Frank McDonald, the environmental correspondent of the Irish Times, is a self-confident (some might say self-satisfied) journo who has succeeded in establishing a niche for himself as an expert. Long known for his blistering attacks on aesthetically crippled development projects (which often appeared–like the articles in Playboy–amidst reams of glossy hype in the paper’s property section), McDonald has, in recent years, found a comfortable seat on the climate-change bandwagon.
McDonald’s astute positioning brings to mind the recent controversial Channel 4 programme, The Great Global Warming Swindle. Although many of that programme’s arguments were dubious, its contention that a substantial number of people now owe their living to extolling the threats of climate change seems difficult to refute. For example, take a gander at that the “Who is Who in the Intergovernmental Panel on Climate Change” PDF to get a rough idea at the burgeoning bureaucracy devoted to the issue. And, like camp followers, squadrons of journalists are dispatched to the IPCC’s latest caravanserai as working groups and task forces convene from across the globe. McDonald, for example, is now reporting from Bangkok, having recently issued similar dire dispatches from Paris and Nairobi.

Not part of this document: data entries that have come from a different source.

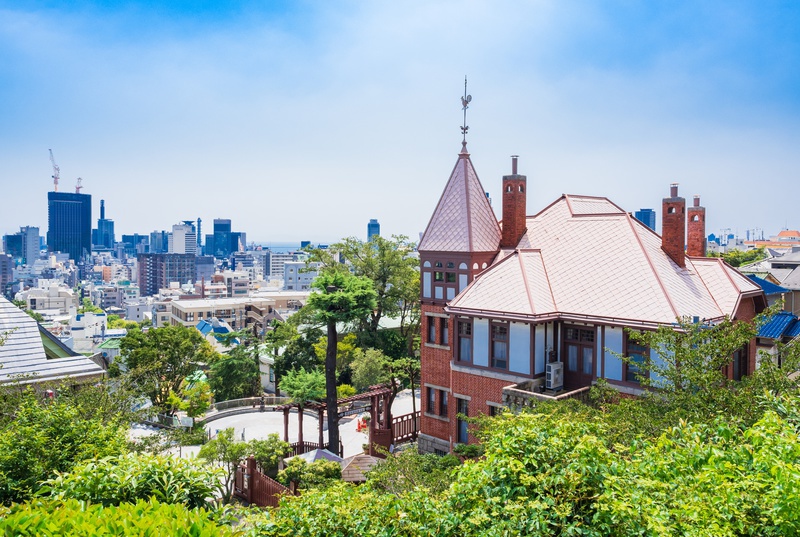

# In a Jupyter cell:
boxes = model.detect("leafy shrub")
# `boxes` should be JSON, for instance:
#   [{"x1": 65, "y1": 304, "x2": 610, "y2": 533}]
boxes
[
  {"x1": 248, "y1": 433, "x2": 291, "y2": 478},
  {"x1": 277, "y1": 457, "x2": 342, "y2": 489},
  {"x1": 0, "y1": 500, "x2": 234, "y2": 537},
  {"x1": 40, "y1": 454, "x2": 219, "y2": 508},
  {"x1": 0, "y1": 394, "x2": 127, "y2": 504},
  {"x1": 366, "y1": 449, "x2": 461, "y2": 496}
]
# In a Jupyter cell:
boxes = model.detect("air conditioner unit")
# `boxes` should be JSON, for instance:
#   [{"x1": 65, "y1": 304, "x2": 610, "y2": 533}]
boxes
[{"x1": 544, "y1": 362, "x2": 564, "y2": 390}]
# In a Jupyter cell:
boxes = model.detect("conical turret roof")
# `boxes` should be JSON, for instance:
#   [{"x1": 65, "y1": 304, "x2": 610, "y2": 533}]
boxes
[{"x1": 418, "y1": 144, "x2": 501, "y2": 252}]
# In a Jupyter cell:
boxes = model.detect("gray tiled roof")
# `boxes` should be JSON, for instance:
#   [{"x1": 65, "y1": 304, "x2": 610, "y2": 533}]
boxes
[{"x1": 0, "y1": 297, "x2": 104, "y2": 383}]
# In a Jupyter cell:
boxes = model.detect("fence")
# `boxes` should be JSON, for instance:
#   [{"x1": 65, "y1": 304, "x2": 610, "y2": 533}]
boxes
[
  {"x1": 233, "y1": 457, "x2": 293, "y2": 507},
  {"x1": 392, "y1": 410, "x2": 420, "y2": 444},
  {"x1": 211, "y1": 396, "x2": 290, "y2": 411}
]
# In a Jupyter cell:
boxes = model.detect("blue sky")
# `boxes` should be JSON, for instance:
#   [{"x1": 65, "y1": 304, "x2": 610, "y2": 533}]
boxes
[{"x1": 0, "y1": 0, "x2": 800, "y2": 242}]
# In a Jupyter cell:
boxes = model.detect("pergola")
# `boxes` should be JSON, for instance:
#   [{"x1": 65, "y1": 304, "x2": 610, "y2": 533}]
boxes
[{"x1": 275, "y1": 384, "x2": 392, "y2": 454}]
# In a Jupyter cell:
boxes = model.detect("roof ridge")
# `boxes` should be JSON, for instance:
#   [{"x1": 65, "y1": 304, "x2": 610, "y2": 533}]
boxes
[
  {"x1": 515, "y1": 250, "x2": 541, "y2": 315},
  {"x1": 625, "y1": 209, "x2": 680, "y2": 319}
]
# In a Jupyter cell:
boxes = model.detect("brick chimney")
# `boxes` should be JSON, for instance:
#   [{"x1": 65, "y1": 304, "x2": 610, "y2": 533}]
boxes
[
  {"x1": 500, "y1": 155, "x2": 528, "y2": 248},
  {"x1": 661, "y1": 183, "x2": 686, "y2": 267},
  {"x1": 686, "y1": 196, "x2": 706, "y2": 257}
]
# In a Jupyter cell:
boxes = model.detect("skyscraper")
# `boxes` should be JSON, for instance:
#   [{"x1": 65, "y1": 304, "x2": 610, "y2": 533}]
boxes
[
  {"x1": 169, "y1": 220, "x2": 197, "y2": 255},
  {"x1": 633, "y1": 209, "x2": 656, "y2": 231},
  {"x1": 367, "y1": 218, "x2": 381, "y2": 241},
  {"x1": 47, "y1": 192, "x2": 92, "y2": 261},
  {"x1": 137, "y1": 254, "x2": 197, "y2": 296},
  {"x1": 92, "y1": 200, "x2": 116, "y2": 249},
  {"x1": 209, "y1": 218, "x2": 232, "y2": 257}
]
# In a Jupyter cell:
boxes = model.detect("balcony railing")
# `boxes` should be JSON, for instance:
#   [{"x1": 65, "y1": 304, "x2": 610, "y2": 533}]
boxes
[{"x1": 503, "y1": 381, "x2": 592, "y2": 412}]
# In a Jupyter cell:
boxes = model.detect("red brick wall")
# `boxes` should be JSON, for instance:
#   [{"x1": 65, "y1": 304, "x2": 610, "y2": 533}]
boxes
[
  {"x1": 661, "y1": 185, "x2": 686, "y2": 267},
  {"x1": 500, "y1": 175, "x2": 528, "y2": 248},
  {"x1": 450, "y1": 372, "x2": 512, "y2": 443},
  {"x1": 420, "y1": 303, "x2": 456, "y2": 440},
  {"x1": 728, "y1": 298, "x2": 758, "y2": 378}
]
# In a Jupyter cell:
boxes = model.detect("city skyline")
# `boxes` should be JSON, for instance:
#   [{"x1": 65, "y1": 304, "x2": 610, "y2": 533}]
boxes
[{"x1": 0, "y1": 0, "x2": 800, "y2": 242}]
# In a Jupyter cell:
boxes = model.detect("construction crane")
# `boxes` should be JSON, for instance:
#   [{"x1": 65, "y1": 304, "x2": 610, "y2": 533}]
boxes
[{"x1": 49, "y1": 149, "x2": 61, "y2": 192}]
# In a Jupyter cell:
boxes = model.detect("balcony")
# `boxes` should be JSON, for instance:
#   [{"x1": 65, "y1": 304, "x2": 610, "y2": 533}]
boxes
[{"x1": 503, "y1": 380, "x2": 591, "y2": 412}]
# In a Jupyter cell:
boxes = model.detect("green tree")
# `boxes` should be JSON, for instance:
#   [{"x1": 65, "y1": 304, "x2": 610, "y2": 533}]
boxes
[
  {"x1": 0, "y1": 499, "x2": 235, "y2": 537},
  {"x1": 307, "y1": 269, "x2": 375, "y2": 449},
  {"x1": 708, "y1": 248, "x2": 767, "y2": 267},
  {"x1": 314, "y1": 333, "x2": 358, "y2": 375},
  {"x1": 197, "y1": 427, "x2": 250, "y2": 503},
  {"x1": 264, "y1": 316, "x2": 322, "y2": 391},
  {"x1": 120, "y1": 325, "x2": 216, "y2": 408},
  {"x1": 352, "y1": 349, "x2": 389, "y2": 392},
  {"x1": 615, "y1": 319, "x2": 760, "y2": 436},
  {"x1": 208, "y1": 343, "x2": 261, "y2": 401},
  {"x1": 277, "y1": 457, "x2": 342, "y2": 489},
  {"x1": 309, "y1": 235, "x2": 420, "y2": 355},
  {"x1": 167, "y1": 381, "x2": 214, "y2": 418},
  {"x1": 250, "y1": 433, "x2": 291, "y2": 479},
  {"x1": 366, "y1": 449, "x2": 461, "y2": 496},
  {"x1": 106, "y1": 315, "x2": 141, "y2": 330},
  {"x1": 282, "y1": 369, "x2": 325, "y2": 408},
  {"x1": 39, "y1": 454, "x2": 220, "y2": 508},
  {"x1": 78, "y1": 298, "x2": 103, "y2": 313},
  {"x1": 281, "y1": 369, "x2": 324, "y2": 445}
]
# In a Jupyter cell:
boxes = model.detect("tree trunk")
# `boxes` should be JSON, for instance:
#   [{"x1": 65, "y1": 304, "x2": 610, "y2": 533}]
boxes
[{"x1": 325, "y1": 320, "x2": 339, "y2": 455}]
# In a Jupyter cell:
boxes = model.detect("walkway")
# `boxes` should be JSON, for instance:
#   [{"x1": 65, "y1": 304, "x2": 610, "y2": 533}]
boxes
[{"x1": 203, "y1": 389, "x2": 420, "y2": 457}]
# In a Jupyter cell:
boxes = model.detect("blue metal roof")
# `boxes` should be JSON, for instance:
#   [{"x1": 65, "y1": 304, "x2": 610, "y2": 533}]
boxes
[
  {"x1": 758, "y1": 311, "x2": 800, "y2": 339},
  {"x1": 784, "y1": 320, "x2": 800, "y2": 338},
  {"x1": 747, "y1": 274, "x2": 791, "y2": 295}
]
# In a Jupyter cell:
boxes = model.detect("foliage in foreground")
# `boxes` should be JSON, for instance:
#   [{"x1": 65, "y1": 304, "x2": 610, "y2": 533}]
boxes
[
  {"x1": 248, "y1": 398, "x2": 800, "y2": 537},
  {"x1": 41, "y1": 454, "x2": 220, "y2": 508},
  {"x1": 0, "y1": 500, "x2": 235, "y2": 537},
  {"x1": 0, "y1": 392, "x2": 127, "y2": 504}
]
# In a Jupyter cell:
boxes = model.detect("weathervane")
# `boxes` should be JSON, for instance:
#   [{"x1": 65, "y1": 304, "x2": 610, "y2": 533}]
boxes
[{"x1": 461, "y1": 75, "x2": 472, "y2": 143}]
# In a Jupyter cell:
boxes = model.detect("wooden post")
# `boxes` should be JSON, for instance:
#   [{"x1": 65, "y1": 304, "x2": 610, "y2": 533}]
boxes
[
  {"x1": 246, "y1": 455, "x2": 256, "y2": 504},
  {"x1": 317, "y1": 408, "x2": 324, "y2": 449},
  {"x1": 297, "y1": 405, "x2": 305, "y2": 444}
]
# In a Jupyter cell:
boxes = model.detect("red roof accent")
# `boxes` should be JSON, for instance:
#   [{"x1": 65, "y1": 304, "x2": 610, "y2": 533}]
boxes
[{"x1": 418, "y1": 149, "x2": 501, "y2": 252}]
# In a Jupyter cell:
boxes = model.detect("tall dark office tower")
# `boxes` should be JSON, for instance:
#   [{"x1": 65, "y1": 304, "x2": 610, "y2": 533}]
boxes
[
  {"x1": 47, "y1": 192, "x2": 92, "y2": 261},
  {"x1": 92, "y1": 200, "x2": 116, "y2": 249},
  {"x1": 367, "y1": 218, "x2": 381, "y2": 241},
  {"x1": 210, "y1": 218, "x2": 231, "y2": 257}
]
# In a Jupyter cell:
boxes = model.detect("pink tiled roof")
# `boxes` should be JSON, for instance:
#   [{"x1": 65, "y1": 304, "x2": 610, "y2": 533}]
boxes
[
  {"x1": 418, "y1": 151, "x2": 500, "y2": 252},
  {"x1": 449, "y1": 196, "x2": 758, "y2": 326}
]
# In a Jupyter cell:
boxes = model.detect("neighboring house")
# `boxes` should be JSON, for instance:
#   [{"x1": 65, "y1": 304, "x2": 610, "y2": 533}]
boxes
[
  {"x1": 418, "y1": 143, "x2": 766, "y2": 453},
  {"x1": 0, "y1": 297, "x2": 105, "y2": 384},
  {"x1": 195, "y1": 317, "x2": 275, "y2": 393},
  {"x1": 739, "y1": 250, "x2": 800, "y2": 315},
  {"x1": 195, "y1": 317, "x2": 239, "y2": 352},
  {"x1": 747, "y1": 274, "x2": 794, "y2": 311}
]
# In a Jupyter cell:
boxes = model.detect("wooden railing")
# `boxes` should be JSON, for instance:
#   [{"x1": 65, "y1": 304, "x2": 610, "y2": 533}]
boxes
[
  {"x1": 233, "y1": 457, "x2": 294, "y2": 507},
  {"x1": 392, "y1": 410, "x2": 420, "y2": 445},
  {"x1": 286, "y1": 440, "x2": 344, "y2": 457},
  {"x1": 212, "y1": 396, "x2": 290, "y2": 411}
]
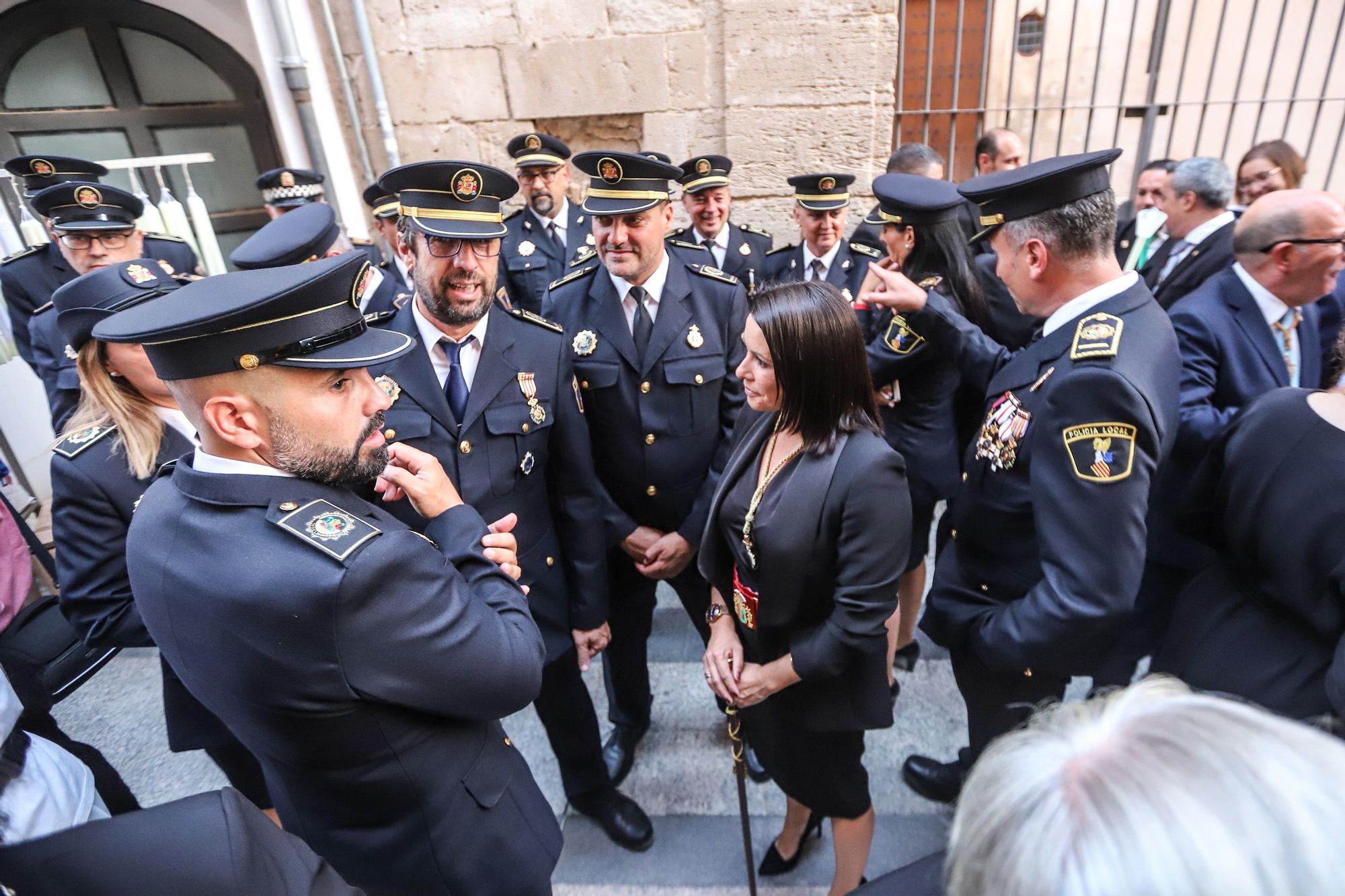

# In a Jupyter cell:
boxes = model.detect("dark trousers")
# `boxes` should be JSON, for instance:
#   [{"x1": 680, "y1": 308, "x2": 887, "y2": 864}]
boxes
[
  {"x1": 603, "y1": 548, "x2": 710, "y2": 728},
  {"x1": 533, "y1": 639, "x2": 615, "y2": 799},
  {"x1": 948, "y1": 637, "x2": 1069, "y2": 770}
]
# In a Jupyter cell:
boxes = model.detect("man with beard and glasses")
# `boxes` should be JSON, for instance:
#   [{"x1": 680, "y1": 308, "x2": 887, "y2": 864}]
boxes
[
  {"x1": 370, "y1": 161, "x2": 654, "y2": 850},
  {"x1": 94, "y1": 253, "x2": 561, "y2": 893},
  {"x1": 500, "y1": 133, "x2": 593, "y2": 313},
  {"x1": 543, "y1": 152, "x2": 760, "y2": 783}
]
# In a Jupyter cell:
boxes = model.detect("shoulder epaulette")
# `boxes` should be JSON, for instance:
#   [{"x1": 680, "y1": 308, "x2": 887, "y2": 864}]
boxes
[
  {"x1": 510, "y1": 308, "x2": 565, "y2": 332},
  {"x1": 274, "y1": 498, "x2": 383, "y2": 560},
  {"x1": 52, "y1": 425, "x2": 116, "y2": 458},
  {"x1": 1069, "y1": 311, "x2": 1126, "y2": 360},
  {"x1": 547, "y1": 265, "x2": 600, "y2": 289},
  {"x1": 0, "y1": 243, "x2": 46, "y2": 265},
  {"x1": 687, "y1": 265, "x2": 738, "y2": 286}
]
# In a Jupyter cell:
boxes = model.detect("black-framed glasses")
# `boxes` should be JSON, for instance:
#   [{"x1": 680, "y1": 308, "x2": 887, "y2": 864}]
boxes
[
  {"x1": 1256, "y1": 237, "x2": 1345, "y2": 251},
  {"x1": 56, "y1": 230, "x2": 130, "y2": 249},
  {"x1": 425, "y1": 235, "x2": 500, "y2": 258}
]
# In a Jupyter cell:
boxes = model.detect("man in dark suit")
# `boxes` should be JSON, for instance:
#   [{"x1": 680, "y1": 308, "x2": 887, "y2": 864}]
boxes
[
  {"x1": 543, "y1": 152, "x2": 746, "y2": 782},
  {"x1": 0, "y1": 787, "x2": 364, "y2": 896},
  {"x1": 366, "y1": 161, "x2": 654, "y2": 850},
  {"x1": 765, "y1": 173, "x2": 884, "y2": 300},
  {"x1": 1139, "y1": 156, "x2": 1236, "y2": 308},
  {"x1": 1093, "y1": 190, "x2": 1345, "y2": 686},
  {"x1": 668, "y1": 156, "x2": 771, "y2": 289},
  {"x1": 862, "y1": 149, "x2": 1180, "y2": 802},
  {"x1": 500, "y1": 133, "x2": 593, "y2": 315},
  {"x1": 94, "y1": 253, "x2": 561, "y2": 893}
]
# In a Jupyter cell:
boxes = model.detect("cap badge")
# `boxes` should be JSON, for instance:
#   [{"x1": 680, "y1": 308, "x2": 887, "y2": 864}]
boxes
[
  {"x1": 374, "y1": 374, "x2": 402, "y2": 403},
  {"x1": 597, "y1": 159, "x2": 621, "y2": 183},
  {"x1": 570, "y1": 329, "x2": 597, "y2": 358},
  {"x1": 453, "y1": 168, "x2": 482, "y2": 202}
]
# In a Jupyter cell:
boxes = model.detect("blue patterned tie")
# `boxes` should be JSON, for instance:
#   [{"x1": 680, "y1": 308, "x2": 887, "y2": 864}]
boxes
[{"x1": 440, "y1": 336, "x2": 476, "y2": 425}]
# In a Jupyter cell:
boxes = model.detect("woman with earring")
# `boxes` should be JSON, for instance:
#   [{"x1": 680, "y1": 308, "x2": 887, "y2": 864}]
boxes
[
  {"x1": 861, "y1": 173, "x2": 987, "y2": 683},
  {"x1": 699, "y1": 281, "x2": 911, "y2": 896},
  {"x1": 51, "y1": 258, "x2": 273, "y2": 814}
]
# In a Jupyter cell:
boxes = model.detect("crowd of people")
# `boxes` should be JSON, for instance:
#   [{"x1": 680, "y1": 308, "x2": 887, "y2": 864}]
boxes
[{"x1": 0, "y1": 128, "x2": 1345, "y2": 896}]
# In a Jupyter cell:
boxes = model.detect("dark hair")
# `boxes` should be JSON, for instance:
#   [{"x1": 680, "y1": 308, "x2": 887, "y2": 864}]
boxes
[
  {"x1": 748, "y1": 280, "x2": 882, "y2": 455},
  {"x1": 892, "y1": 219, "x2": 990, "y2": 328}
]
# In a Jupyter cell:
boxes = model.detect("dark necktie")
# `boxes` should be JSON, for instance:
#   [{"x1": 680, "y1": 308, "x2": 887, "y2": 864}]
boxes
[
  {"x1": 440, "y1": 336, "x2": 476, "y2": 425},
  {"x1": 629, "y1": 286, "x2": 654, "y2": 362}
]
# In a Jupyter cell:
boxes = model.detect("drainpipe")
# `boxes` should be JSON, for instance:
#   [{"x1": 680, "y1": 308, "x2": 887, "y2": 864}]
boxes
[{"x1": 350, "y1": 0, "x2": 402, "y2": 168}]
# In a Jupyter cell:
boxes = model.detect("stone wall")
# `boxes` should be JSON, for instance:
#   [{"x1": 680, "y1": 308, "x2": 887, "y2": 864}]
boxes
[{"x1": 311, "y1": 0, "x2": 897, "y2": 245}]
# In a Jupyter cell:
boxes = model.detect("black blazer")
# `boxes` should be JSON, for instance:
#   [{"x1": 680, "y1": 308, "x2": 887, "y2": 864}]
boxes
[
  {"x1": 0, "y1": 787, "x2": 364, "y2": 896},
  {"x1": 698, "y1": 413, "x2": 911, "y2": 731}
]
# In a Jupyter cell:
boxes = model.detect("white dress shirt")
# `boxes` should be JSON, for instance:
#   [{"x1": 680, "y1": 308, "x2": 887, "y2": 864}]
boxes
[
  {"x1": 412, "y1": 298, "x2": 491, "y2": 389},
  {"x1": 607, "y1": 250, "x2": 668, "y2": 333},
  {"x1": 1041, "y1": 270, "x2": 1139, "y2": 337}
]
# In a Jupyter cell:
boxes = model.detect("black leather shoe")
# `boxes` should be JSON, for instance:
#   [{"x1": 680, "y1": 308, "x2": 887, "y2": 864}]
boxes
[
  {"x1": 901, "y1": 754, "x2": 967, "y2": 803},
  {"x1": 742, "y1": 744, "x2": 771, "y2": 784},
  {"x1": 570, "y1": 787, "x2": 654, "y2": 853},
  {"x1": 603, "y1": 725, "x2": 650, "y2": 784}
]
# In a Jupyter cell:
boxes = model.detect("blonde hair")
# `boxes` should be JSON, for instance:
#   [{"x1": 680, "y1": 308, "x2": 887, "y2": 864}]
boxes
[{"x1": 61, "y1": 339, "x2": 164, "y2": 479}]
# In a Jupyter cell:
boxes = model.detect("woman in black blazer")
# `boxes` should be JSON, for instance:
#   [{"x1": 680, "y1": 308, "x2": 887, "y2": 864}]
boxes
[{"x1": 699, "y1": 281, "x2": 911, "y2": 893}]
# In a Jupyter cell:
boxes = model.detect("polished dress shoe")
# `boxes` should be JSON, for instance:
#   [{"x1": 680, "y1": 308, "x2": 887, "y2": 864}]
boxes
[
  {"x1": 757, "y1": 811, "x2": 822, "y2": 877},
  {"x1": 570, "y1": 787, "x2": 654, "y2": 853},
  {"x1": 901, "y1": 754, "x2": 967, "y2": 803},
  {"x1": 603, "y1": 724, "x2": 650, "y2": 784}
]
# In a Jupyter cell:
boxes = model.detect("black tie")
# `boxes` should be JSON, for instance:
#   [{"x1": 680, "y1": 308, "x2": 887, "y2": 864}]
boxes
[{"x1": 631, "y1": 286, "x2": 654, "y2": 363}]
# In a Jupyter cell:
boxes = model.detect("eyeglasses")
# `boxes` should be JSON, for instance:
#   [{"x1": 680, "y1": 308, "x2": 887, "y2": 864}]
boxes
[
  {"x1": 1237, "y1": 165, "x2": 1282, "y2": 190},
  {"x1": 56, "y1": 230, "x2": 130, "y2": 249},
  {"x1": 425, "y1": 237, "x2": 500, "y2": 258},
  {"x1": 518, "y1": 168, "x2": 561, "y2": 183}
]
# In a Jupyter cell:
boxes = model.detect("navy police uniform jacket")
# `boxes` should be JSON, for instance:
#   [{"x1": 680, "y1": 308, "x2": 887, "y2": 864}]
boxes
[
  {"x1": 500, "y1": 202, "x2": 593, "y2": 313},
  {"x1": 909, "y1": 276, "x2": 1180, "y2": 677},
  {"x1": 370, "y1": 302, "x2": 611, "y2": 661},
  {"x1": 126, "y1": 458, "x2": 561, "y2": 893},
  {"x1": 545, "y1": 257, "x2": 746, "y2": 546}
]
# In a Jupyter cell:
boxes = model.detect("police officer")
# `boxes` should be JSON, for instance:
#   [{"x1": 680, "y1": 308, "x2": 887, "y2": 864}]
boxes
[
  {"x1": 500, "y1": 133, "x2": 593, "y2": 313},
  {"x1": 861, "y1": 149, "x2": 1180, "y2": 801},
  {"x1": 371, "y1": 161, "x2": 654, "y2": 850},
  {"x1": 672, "y1": 155, "x2": 771, "y2": 289},
  {"x1": 229, "y1": 202, "x2": 410, "y2": 313},
  {"x1": 93, "y1": 254, "x2": 561, "y2": 893},
  {"x1": 545, "y1": 152, "x2": 746, "y2": 782},
  {"x1": 765, "y1": 173, "x2": 882, "y2": 298},
  {"x1": 23, "y1": 180, "x2": 195, "y2": 432},
  {"x1": 0, "y1": 155, "x2": 204, "y2": 366}
]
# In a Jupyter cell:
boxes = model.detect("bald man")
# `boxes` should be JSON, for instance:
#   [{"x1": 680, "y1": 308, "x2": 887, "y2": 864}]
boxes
[{"x1": 1095, "y1": 190, "x2": 1345, "y2": 685}]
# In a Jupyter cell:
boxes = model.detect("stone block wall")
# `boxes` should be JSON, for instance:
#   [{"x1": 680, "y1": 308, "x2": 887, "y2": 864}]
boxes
[{"x1": 311, "y1": 0, "x2": 898, "y2": 245}]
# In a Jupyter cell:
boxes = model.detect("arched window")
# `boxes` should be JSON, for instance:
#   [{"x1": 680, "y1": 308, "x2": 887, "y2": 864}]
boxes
[{"x1": 0, "y1": 0, "x2": 280, "y2": 257}]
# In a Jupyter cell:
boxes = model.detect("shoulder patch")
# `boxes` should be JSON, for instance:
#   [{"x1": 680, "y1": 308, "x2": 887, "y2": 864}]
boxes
[
  {"x1": 510, "y1": 308, "x2": 565, "y2": 332},
  {"x1": 0, "y1": 243, "x2": 46, "y2": 265},
  {"x1": 547, "y1": 265, "x2": 599, "y2": 289},
  {"x1": 51, "y1": 425, "x2": 116, "y2": 458},
  {"x1": 687, "y1": 265, "x2": 738, "y2": 286},
  {"x1": 276, "y1": 498, "x2": 383, "y2": 560},
  {"x1": 1069, "y1": 312, "x2": 1126, "y2": 360}
]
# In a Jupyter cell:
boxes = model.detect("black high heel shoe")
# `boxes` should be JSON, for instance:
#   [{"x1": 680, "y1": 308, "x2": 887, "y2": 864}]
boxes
[{"x1": 757, "y1": 813, "x2": 822, "y2": 877}]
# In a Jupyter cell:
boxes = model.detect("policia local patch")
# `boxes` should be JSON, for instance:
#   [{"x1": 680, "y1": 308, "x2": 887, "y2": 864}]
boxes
[{"x1": 1064, "y1": 422, "x2": 1138, "y2": 482}]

The IPCC’s listing of activities indicates that diligent journalists could clock up thousands of air miles attending upcoming confabs at La Reunion, Sri Lanka, Argentina, Spain, and Japan. In the process of saving the earth, thousands of more tonnes of CO2 will be syringed into the earth’s atmosphere.
A recent febrile headline decorating one of McDonald’s most recent reports announced “We must act on climate chaos now.”
Well, one small step might be to stop jetting off to the other side of the world to attend IPCC shindigs. And can’t they use WebEx or whatever for these things?